美奈子|丈《だけ》が一番苦しかつた。可憐な優しい美奈子|丈《だけ》が苦しんでゐた。
「美奈さん! 何《ど》うかしたのぢやないの?」
 美奈子が、黙つたまゝ、露台《バルコニー》の欄干に、長く長く倚つてゐるときなど、母は心配さうに、やさしく訊ねた。が、そんなとき、
「いゝえ! どうもしないの。」
 寂しく笑ひながら答へる、小さい胸の内に、堪へられない、苦しみがあることは、明敏な瑠璃子にさへ判らなかつた。

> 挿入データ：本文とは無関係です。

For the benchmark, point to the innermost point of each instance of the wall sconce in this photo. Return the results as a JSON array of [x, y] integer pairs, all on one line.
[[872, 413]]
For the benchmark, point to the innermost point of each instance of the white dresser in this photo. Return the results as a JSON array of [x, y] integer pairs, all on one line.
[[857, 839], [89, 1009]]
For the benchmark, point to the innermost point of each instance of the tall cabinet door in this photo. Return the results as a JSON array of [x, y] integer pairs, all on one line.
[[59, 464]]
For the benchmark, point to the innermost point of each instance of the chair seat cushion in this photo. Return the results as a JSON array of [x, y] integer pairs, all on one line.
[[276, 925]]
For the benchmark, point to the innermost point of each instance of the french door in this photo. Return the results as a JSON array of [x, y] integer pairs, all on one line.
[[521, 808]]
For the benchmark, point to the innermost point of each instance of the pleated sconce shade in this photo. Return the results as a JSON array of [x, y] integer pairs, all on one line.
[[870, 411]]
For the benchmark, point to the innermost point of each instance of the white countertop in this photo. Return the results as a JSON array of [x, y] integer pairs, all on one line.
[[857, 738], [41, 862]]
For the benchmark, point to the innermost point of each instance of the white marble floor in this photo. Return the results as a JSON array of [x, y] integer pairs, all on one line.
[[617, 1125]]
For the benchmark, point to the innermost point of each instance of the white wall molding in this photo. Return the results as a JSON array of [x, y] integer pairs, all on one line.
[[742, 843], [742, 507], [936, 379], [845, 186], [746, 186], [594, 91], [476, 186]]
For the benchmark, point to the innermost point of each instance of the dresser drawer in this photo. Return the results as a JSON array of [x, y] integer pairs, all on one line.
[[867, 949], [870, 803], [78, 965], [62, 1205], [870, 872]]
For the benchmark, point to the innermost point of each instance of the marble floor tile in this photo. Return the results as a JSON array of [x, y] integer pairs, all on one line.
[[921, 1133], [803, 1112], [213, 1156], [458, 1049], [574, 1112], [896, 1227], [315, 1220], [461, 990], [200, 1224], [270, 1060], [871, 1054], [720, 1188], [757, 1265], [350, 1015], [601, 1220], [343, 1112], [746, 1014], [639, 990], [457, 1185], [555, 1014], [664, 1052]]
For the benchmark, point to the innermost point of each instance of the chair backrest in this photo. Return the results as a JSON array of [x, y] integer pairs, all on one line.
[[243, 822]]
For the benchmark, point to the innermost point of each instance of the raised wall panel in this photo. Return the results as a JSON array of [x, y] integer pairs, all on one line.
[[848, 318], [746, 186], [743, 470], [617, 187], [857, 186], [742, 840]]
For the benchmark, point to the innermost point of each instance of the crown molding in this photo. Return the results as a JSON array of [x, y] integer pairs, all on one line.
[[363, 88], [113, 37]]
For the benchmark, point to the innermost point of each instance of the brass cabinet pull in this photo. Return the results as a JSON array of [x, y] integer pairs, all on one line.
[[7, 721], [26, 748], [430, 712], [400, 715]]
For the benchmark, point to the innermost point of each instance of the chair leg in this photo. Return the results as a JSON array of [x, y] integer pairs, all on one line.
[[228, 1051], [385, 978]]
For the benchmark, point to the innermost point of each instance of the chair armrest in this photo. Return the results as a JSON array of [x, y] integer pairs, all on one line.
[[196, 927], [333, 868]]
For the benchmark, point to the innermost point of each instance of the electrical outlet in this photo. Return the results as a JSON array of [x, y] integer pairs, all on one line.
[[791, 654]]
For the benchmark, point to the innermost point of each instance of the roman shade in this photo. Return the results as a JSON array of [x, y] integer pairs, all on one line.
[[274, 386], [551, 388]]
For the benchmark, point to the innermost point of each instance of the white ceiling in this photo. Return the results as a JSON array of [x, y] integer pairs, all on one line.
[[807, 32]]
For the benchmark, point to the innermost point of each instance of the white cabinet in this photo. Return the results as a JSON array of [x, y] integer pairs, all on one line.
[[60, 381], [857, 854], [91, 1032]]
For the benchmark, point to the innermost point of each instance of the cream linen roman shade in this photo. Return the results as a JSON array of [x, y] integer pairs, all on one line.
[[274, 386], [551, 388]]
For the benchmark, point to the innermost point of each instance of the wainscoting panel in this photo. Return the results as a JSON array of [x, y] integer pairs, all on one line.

 青年も、美奈子が、――一度あんなに彼に親しくした美奈子が、又掌を飜《かへ》すやうに、急に再び疎々《うと/\》しくなつたことが、彼の責任であることに、彼も気が付いてゐなかつた。
 夕暮の楽しみにしてゐた散歩にも、もう美奈子は楽しんでは、行かなかつた。少くとも、青年は美奈子が同行することを、厭がつてはゐないまでも、決して欣んではゐないだらうと思ふと、彼女はいつも二の足を踏んだ。が、そんなとき、母はどうしても、美奈子一人残しては行かなかつた。彼女が二度も断ると母は屹度《きつと》云つた。
「ぢや、妾《わたし》達も行くのを廃《よ》しませうね。」
 さう云はれると、美奈子も不承々々に、承諾した。